Um dia, ao receber o pratinho de sempre, minha avó cutucou: — Você não sabe fazer bolo pequeno? — A vizinha só riu: — Sei sim.
A explicação veio numa conversa na calçada na semana seguinte. Minha avó comentou sobre o mistério das duas fatias, e a vizinha foi direta: — É de propósito.
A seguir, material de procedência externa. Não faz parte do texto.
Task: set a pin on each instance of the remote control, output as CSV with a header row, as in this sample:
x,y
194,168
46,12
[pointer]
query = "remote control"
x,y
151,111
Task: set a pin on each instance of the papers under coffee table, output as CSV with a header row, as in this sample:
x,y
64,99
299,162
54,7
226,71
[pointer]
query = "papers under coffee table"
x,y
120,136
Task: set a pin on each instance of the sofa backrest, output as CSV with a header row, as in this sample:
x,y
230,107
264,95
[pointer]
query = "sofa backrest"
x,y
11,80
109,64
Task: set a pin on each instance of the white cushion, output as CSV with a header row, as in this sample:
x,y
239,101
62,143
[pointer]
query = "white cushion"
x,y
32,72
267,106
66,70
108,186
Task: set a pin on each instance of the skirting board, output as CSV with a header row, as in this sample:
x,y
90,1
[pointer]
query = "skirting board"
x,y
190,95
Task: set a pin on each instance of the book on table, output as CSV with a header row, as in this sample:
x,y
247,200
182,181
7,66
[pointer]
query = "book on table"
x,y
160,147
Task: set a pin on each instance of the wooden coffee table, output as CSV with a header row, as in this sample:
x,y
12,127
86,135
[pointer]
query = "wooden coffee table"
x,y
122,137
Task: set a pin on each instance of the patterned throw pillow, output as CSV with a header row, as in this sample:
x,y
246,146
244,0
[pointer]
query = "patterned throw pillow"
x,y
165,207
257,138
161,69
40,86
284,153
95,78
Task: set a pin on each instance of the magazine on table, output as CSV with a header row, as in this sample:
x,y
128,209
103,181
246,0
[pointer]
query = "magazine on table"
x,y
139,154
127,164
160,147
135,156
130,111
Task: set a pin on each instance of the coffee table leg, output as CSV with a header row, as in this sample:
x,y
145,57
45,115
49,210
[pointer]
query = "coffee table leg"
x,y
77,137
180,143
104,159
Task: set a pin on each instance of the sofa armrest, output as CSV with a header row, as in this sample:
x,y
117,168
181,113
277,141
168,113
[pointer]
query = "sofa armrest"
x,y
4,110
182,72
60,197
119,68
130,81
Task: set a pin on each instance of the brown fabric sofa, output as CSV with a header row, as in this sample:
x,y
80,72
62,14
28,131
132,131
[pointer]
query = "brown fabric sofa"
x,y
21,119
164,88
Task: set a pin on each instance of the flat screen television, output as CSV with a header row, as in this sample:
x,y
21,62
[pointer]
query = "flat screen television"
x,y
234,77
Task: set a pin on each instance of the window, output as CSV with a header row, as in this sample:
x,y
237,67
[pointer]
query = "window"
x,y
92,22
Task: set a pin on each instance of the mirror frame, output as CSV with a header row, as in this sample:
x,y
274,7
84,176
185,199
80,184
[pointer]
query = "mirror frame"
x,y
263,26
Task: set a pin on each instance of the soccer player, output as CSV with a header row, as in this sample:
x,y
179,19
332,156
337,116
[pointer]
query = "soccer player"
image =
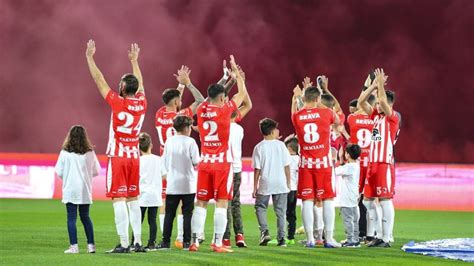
x,y
272,178
312,125
360,128
164,126
381,173
236,136
213,118
180,157
151,173
127,117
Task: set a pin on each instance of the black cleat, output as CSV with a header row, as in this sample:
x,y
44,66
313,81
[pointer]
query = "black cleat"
x,y
163,246
264,238
119,249
378,243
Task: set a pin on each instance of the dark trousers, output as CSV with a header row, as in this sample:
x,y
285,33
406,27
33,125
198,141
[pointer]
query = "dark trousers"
x,y
152,211
291,214
362,219
234,215
85,219
172,202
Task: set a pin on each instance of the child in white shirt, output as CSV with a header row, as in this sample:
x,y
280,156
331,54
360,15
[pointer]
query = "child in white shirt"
x,y
151,172
76,165
349,195
271,163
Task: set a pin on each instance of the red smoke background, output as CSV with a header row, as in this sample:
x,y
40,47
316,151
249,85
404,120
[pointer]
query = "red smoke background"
x,y
424,46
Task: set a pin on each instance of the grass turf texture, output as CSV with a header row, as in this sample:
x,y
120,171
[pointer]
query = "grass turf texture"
x,y
34,232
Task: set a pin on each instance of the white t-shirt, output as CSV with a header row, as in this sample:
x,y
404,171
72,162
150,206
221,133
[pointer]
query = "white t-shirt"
x,y
76,171
294,162
235,139
349,192
180,157
271,157
151,171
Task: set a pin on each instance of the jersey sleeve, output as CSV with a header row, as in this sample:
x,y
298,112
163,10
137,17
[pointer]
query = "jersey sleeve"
x,y
59,168
114,100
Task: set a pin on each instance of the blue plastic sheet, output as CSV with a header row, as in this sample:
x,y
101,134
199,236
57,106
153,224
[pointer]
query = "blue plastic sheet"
x,y
455,248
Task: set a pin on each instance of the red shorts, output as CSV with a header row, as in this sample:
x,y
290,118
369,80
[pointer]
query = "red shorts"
x,y
123,177
380,181
163,191
362,178
214,183
316,184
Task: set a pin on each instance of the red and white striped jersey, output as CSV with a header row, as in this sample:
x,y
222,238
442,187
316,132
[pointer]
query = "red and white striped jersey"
x,y
313,127
383,137
125,123
214,128
360,130
164,123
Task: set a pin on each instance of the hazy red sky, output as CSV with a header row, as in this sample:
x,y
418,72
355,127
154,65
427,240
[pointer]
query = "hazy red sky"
x,y
424,46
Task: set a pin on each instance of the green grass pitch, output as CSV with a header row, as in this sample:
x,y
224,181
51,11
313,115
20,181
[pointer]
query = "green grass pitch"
x,y
34,232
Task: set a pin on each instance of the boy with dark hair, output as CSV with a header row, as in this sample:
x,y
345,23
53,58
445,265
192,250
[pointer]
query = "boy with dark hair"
x,y
349,194
180,158
151,172
271,163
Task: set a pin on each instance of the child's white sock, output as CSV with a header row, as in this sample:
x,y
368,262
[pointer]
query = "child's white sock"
x,y
121,221
329,214
388,219
220,223
308,219
162,222
180,228
135,220
198,221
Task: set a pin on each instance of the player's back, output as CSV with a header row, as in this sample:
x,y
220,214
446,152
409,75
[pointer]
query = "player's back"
x,y
127,118
214,129
360,130
313,127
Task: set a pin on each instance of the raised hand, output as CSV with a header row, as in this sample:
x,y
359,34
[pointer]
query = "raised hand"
x,y
307,83
90,51
183,75
133,52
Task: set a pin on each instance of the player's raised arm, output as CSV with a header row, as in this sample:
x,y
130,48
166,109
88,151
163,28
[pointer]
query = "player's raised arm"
x,y
242,89
364,96
296,102
133,56
381,78
94,70
183,78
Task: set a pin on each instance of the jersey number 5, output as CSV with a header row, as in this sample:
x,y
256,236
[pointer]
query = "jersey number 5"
x,y
311,133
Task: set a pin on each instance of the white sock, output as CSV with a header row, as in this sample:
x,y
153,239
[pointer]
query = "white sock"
x,y
162,222
121,222
378,220
180,227
371,217
388,219
308,219
220,223
135,220
198,221
329,215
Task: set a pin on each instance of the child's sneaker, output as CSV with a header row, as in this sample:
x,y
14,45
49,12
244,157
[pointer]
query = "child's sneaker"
x,y
226,243
240,241
90,248
264,238
281,242
331,244
73,249
178,244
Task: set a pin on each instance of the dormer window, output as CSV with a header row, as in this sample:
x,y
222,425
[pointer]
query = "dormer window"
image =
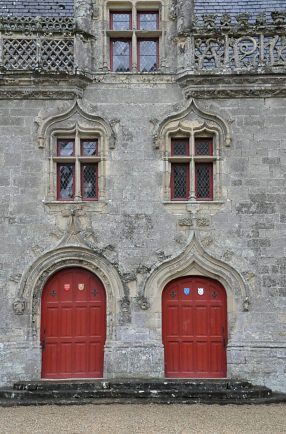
x,y
134,40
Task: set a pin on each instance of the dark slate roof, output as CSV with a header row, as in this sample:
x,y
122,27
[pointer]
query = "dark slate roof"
x,y
235,7
34,8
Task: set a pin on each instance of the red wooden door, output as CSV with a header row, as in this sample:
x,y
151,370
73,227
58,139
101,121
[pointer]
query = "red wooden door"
x,y
194,316
73,325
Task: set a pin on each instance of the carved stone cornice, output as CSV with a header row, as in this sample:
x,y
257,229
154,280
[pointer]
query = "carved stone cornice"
x,y
231,86
31,87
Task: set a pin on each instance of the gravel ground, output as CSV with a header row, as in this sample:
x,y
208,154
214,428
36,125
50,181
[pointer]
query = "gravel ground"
x,y
151,419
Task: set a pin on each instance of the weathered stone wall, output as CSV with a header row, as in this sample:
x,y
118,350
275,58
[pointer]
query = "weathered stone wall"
x,y
132,233
247,230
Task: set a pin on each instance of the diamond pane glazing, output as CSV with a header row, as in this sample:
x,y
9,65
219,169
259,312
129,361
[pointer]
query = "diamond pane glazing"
x,y
180,147
148,21
66,181
203,146
89,177
89,147
203,181
121,56
120,21
65,148
148,56
180,181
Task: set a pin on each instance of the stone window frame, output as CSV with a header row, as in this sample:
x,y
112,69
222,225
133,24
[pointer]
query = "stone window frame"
x,y
191,120
134,34
77,134
192,131
75,122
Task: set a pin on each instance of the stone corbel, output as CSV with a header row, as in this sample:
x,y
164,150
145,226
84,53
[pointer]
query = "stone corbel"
x,y
19,306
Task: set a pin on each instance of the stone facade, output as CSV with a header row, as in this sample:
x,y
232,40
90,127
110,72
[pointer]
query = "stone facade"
x,y
223,74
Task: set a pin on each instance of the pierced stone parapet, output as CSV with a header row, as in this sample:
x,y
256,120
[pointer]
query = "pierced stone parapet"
x,y
29,25
43,45
221,45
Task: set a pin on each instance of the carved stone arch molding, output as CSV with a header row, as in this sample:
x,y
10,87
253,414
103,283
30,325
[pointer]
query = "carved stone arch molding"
x,y
193,261
35,278
192,122
76,123
188,118
76,117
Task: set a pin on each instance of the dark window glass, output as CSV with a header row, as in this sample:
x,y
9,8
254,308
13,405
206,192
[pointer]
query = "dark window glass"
x,y
65,181
148,20
204,146
89,181
204,180
180,147
180,181
65,147
120,20
121,56
89,147
148,55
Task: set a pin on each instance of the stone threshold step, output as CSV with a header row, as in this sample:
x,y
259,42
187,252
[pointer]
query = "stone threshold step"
x,y
133,384
117,393
274,399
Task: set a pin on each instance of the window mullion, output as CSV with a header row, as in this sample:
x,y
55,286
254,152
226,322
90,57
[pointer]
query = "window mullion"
x,y
134,39
52,178
192,169
77,172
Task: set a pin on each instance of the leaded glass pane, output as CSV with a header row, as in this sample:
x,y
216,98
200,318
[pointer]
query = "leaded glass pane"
x,y
204,181
120,21
203,146
148,56
89,147
89,181
180,181
121,56
180,147
66,181
65,148
148,21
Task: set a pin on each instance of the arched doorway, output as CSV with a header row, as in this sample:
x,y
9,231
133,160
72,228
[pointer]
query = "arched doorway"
x,y
73,325
194,316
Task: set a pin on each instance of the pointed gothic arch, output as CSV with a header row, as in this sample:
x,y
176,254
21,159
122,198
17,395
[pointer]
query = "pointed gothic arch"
x,y
33,281
195,261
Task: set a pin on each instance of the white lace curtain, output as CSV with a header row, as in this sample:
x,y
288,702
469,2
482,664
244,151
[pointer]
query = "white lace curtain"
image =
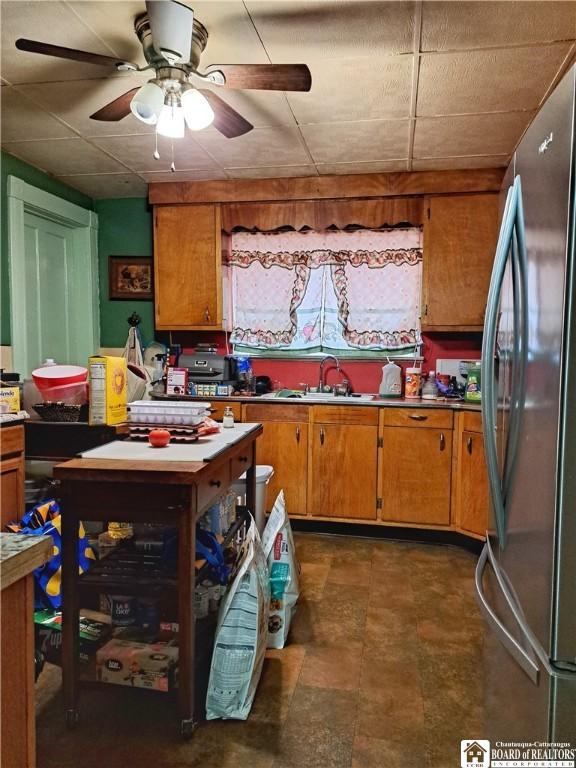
x,y
295,291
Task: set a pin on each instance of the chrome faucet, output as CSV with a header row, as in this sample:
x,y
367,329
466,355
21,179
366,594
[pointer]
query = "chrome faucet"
x,y
321,378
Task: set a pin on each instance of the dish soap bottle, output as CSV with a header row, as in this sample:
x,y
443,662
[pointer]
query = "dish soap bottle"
x,y
391,384
429,390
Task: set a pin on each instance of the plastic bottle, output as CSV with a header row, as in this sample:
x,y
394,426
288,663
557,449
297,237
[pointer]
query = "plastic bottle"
x,y
228,418
429,390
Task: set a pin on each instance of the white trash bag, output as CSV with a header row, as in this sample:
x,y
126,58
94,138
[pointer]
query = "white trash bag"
x,y
240,642
283,569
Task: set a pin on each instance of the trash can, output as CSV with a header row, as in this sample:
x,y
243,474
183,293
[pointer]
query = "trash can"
x,y
263,474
Se eu lhe der um bolo inteiro, a senhora vai se sentir na obrigação de me devolver algo na forma. Duas fatias a senhora come sem culpa. É só um carinho.
Minha avó travou na hora. Ela percebeu que era verdade e que realmente se sentiria em dívida se ganhasse o bolo todo. Desde então, quando aquela vizinha bate no portão, minha avó não vê mais o que seus olhos lhe mostram. Vê um abraço em forma de doce. Um jeito delicado de se fazer presente sem exigir nada de volta.
Que maluquice o jeito como a gente julga as coisas sem entender o cuidado que tem por trás, né? Eu achei essa vizinha genial demais.